追い出すのもなんだし…こういう雑談も必要だよな。
玄「そうかなあ…私たちはたまに水着で入るよ? お父さんとか…前は旅館の人とか一緒に入るときに」
京太郎「へえー、それは楽しそうっすねー」
身体が沈む。男は黙って熱湯みたいな風潮は良くないと思う。
ぬるま湯に体を沈めてこそ癒しだろ…はぁー…いい。家族風呂、実に良い。
玄「……むー」プクー
京太郎「なんですかぁー玄さん、フグの真似ですかぁー」
玄「…気にならないのかなぁ。それって男の人? とか…」
京太郎「? なにがです?」
質問の意図が理解できん。主語、大事です。
玄「……いいもん、ばかちん」
あ、玄さんも沈んだ。口元沈めてフグみてえ。
京太郎「そういえば宥さんは?」
確か、なんかあの人も一緒に入る的なことを言ってた気がする。意味がわからないけど。
玄「おねーちゃんは家族風呂はぬるいから…入ると寒いんだって」
マジであの人、どんな環境に適応してんだ。
玄「……そーっと」ススス
京太郎「……」ススス
玄「…何で逃げるの?」
京太郎「嫌な予感しかしないんで」
少なくとも目線が下を向いてる内は近寄らせない。自己防衛ってやつだな。
玄「じゃあ、何もしないなら隣に行ってもいい?」
京太郎「まあ何もしないなら、いいですよ」
玄「それじゃ…よいしょっ」
なかなか可愛らしい掛け声である。立ち上がれば胸元から溢れるお湯が、滝のように落ちて行った。
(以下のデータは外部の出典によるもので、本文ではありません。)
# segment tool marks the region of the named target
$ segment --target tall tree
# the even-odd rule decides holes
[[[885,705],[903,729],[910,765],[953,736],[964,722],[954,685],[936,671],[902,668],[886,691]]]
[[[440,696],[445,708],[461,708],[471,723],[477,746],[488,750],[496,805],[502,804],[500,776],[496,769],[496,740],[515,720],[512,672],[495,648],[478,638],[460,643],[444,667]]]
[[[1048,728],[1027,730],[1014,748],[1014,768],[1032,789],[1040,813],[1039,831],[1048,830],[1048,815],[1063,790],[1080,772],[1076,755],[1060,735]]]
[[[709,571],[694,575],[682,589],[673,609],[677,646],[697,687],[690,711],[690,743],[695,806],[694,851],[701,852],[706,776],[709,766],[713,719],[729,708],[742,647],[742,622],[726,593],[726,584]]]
やっぱり大きいよな、この人。思わず目が行くのは男のサガ…仕方ないしかたない。
玄「えへへ、お邪魔しますっ」
何がそこまで嬉しいやら。にこにこと笑みを浮かべて寄ってくる玄さんは、少しだけ隙間をあけて腰を下ろした。
玄「ねえ見て? あっちのほう、凄い景色なんだよ」
京太郎「へえー。それなら家族連れにもいいですよね」
玄「そうかな? 女湯なんだけど」
京太郎「一番見えちゃいけない奴!……う」
玄「えへー」ポヤー
京太郎「…嘘つきは良くないっすよ」
玄「目を逸らしちゃだめー。こっち見ててね?」
なら、それを隠してほしい。
黒髪を上げて、少し赤みを帯びたそれを。
玄「京太郎君は、首筋がダメなんだもんねー…えへへ」
京太郎「…近すぎませんか」
玄「うりうりー、くびすじー、どうだー」
地獄温泉、ここに極まれり。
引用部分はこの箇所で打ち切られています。